[dm-devel] How do you force-close a dm device after a disk failure?

Mon Sep 14 09:45:52 UTC 2015

> Whole dm  table with all deps needs to be known.

$ dmsetup table
backup: 0 11720531968 crypt aes-xts-plain64
  0000000000000000000000000000000000000000000000000000000000000000 0
  9:10 4096

$ dmsetup status
backup: 0 11720531968 crypt

$ dmsetup ls --tree
backup (253:0)
 └─ (9:10)

$ dmsetup info -f
Name:              backup
State:             ACTIVE (DEFERRED REMOVE)
Read Ahead:        4096
Tables present:    LIVE
Open count:        1
Event number:      0
Major, minor:      253, 0
Number of targets: 1
UUID: CRYPT-LUKS1-d0b3d38e421545908537dc50f59fb217-backup

All I'm using it for is to encrypt an mdadm-style RAID array composed
of two external disks, connected temporarily via USB to do a full
system backup with rsync.

> > I'm not sure how to do this, could you please elaborate?  I thought
> > "dmsetup remove --force" would do this but as that doesn't work
> 
> really state of whole table needs to be known.
> 
> >> Also note - dmsetup remove  supports --deferred removal (see man
> >> page).
> >
> > Oh I didn't notice that.  It doesn't seem to have much of an effect
> > though:
> 
> Sure it will not fix your problem - it's like lazy umount...

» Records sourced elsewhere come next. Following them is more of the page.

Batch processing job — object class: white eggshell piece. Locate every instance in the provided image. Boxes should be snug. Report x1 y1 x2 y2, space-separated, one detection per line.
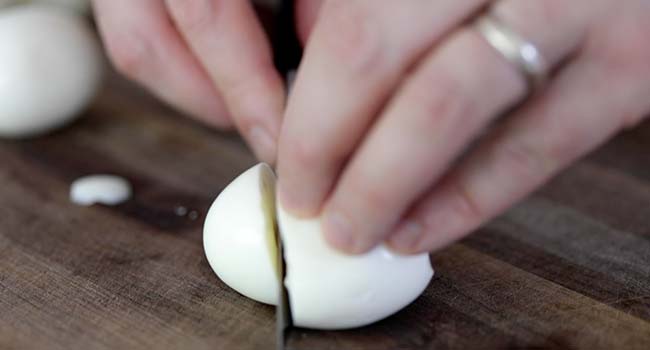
70 175 132 206
277 205 433 329
203 164 280 305
0 3 103 138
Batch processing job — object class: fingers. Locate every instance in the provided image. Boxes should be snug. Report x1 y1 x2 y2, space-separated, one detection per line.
165 0 284 163
389 3 650 253
93 0 231 127
278 0 484 216
296 0 325 45
323 0 585 253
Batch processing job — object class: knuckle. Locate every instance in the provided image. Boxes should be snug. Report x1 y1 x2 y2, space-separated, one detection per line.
319 0 384 75
166 0 219 32
286 137 326 169
410 69 476 124
105 30 154 80
352 180 393 213
498 140 552 180
436 182 484 224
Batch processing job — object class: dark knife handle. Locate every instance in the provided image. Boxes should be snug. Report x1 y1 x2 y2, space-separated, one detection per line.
271 0 302 77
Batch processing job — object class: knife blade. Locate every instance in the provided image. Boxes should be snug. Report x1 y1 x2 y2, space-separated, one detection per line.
272 0 302 350
275 224 293 350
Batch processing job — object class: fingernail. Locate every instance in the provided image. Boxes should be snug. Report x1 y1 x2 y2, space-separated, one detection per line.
249 126 276 164
322 211 355 253
388 221 424 253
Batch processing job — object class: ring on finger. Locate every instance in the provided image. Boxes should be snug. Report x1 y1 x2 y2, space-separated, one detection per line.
475 13 548 93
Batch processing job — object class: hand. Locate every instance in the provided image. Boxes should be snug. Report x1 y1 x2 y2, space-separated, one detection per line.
278 0 650 253
93 0 308 163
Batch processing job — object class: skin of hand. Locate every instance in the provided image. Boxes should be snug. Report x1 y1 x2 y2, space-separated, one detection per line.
278 0 650 254
93 0 320 164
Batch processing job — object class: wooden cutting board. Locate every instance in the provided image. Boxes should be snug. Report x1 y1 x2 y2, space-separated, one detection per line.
0 72 650 350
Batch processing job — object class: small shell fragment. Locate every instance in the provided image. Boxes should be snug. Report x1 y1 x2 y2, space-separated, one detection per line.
70 174 132 206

So replacing the table with the 'error' target won't release the
underlying device, even though that device is not used by the new
target?

> What is not clear to me is - what is your expectation here ?
> Obviously your system is far more broken - so placing 'error' target
> for your backup device will not fix it.
> 
> You should likely attach also portion of 'dmesg' - there surely will
> be written what is going wrong with your system.

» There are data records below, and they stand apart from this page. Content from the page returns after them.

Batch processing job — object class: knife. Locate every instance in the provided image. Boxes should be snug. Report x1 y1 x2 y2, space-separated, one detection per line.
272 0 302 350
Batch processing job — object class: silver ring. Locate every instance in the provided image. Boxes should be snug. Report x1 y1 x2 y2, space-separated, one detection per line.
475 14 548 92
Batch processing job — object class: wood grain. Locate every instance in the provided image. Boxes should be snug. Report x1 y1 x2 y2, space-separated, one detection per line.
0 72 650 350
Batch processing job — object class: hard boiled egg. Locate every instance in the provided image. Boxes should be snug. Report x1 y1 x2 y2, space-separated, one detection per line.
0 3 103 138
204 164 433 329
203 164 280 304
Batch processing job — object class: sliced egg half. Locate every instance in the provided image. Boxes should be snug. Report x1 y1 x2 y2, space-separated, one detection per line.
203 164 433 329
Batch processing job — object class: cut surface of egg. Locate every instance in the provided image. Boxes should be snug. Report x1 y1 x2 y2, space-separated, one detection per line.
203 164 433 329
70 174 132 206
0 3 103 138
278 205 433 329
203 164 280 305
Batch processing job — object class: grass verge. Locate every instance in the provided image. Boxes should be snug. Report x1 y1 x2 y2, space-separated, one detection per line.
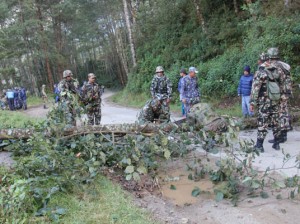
0 110 43 128
110 90 242 117
51 176 157 224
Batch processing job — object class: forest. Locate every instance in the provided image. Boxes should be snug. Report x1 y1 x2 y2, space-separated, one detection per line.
0 0 300 96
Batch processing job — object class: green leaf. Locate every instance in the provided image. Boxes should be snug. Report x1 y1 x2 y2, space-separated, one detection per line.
126 174 132 180
164 149 171 159
276 194 282 200
93 161 101 166
55 208 67 215
188 173 194 180
132 172 141 181
260 191 269 198
161 137 168 146
125 166 134 173
242 176 252 183
275 181 286 188
192 187 201 197
216 191 224 202
170 184 176 190
137 166 147 174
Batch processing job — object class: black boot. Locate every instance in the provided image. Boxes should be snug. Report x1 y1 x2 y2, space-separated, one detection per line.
272 138 282 150
254 139 265 152
280 130 287 143
268 131 287 143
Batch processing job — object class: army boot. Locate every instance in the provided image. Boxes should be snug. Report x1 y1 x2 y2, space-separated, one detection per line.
254 139 265 152
272 137 282 150
268 130 287 143
280 130 287 143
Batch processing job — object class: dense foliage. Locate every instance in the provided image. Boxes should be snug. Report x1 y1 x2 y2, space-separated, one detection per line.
127 1 300 96
0 0 300 99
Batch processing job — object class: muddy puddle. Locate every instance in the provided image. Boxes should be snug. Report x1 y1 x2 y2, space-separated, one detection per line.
158 164 215 206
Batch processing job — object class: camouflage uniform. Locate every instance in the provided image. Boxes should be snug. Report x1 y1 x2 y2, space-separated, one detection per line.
250 58 286 152
42 85 48 109
180 70 200 115
81 82 101 125
150 66 172 121
138 99 163 124
58 73 79 125
275 61 292 131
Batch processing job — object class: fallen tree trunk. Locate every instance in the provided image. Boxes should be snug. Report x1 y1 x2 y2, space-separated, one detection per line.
0 110 300 140
0 123 178 140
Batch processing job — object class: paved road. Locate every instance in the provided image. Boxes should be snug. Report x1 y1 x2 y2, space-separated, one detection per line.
0 91 300 176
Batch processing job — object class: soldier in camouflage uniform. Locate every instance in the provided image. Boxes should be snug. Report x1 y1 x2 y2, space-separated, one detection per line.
180 67 200 116
42 84 48 109
81 73 101 125
58 70 79 125
268 48 292 143
138 98 163 124
250 49 287 152
150 66 172 121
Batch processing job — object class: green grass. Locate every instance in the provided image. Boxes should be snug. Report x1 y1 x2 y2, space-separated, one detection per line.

What happened was in the middle of the backup, there was some USB
interruption and the disks dropped out, so the writes started failing.
The kernel logs were full of write errors to various sector numbers.  I
think you would have the same result if you set things up with a USB
stick and then unplugged it during a data transfer.

The devices are connected like this:

  dm device "backup"
   |
   +-- mdadm device /dev/md10
        |
        +-- USB/SATA disk A (/dev/sdd)
        |
        +-- USB/SATA disk B (/dev/sde)

The problem is that I can't just reconnect the disks and rerun the
backup.  mdadm refuses to stop the RAID array as it is in use by
the dm device, and it thinks the array is active despite the disks being
unplugged and in a drawer.  If I reconnect the disks they appear as
different devices (sdf and sdg) but I still can't start the "new" array
from these new disk devices, as it tells me the disks are already part
of an active array.

So the only way I can have another go at running this backup is to
close down /dev/md10, and it seems the only way I can do that is to
tell dm to release that device.  It doesn't matter if the dm device
"backup" is unusable, I will just create "backup2" to use for the
second attempt.

But until I can figure out how to get dm to release the underlying
device, I'm stuck!

> i.e. you cannot expect 'remove --force' will work when your machine
> start to show kernel errors.

There were no kernel crashes, just errors related to USB transfers.  I
would assume this is not much different to how a real failed disk might
behave, so I figure it is a situation that should be encountered
relatively often!

Thanks again,
Adam.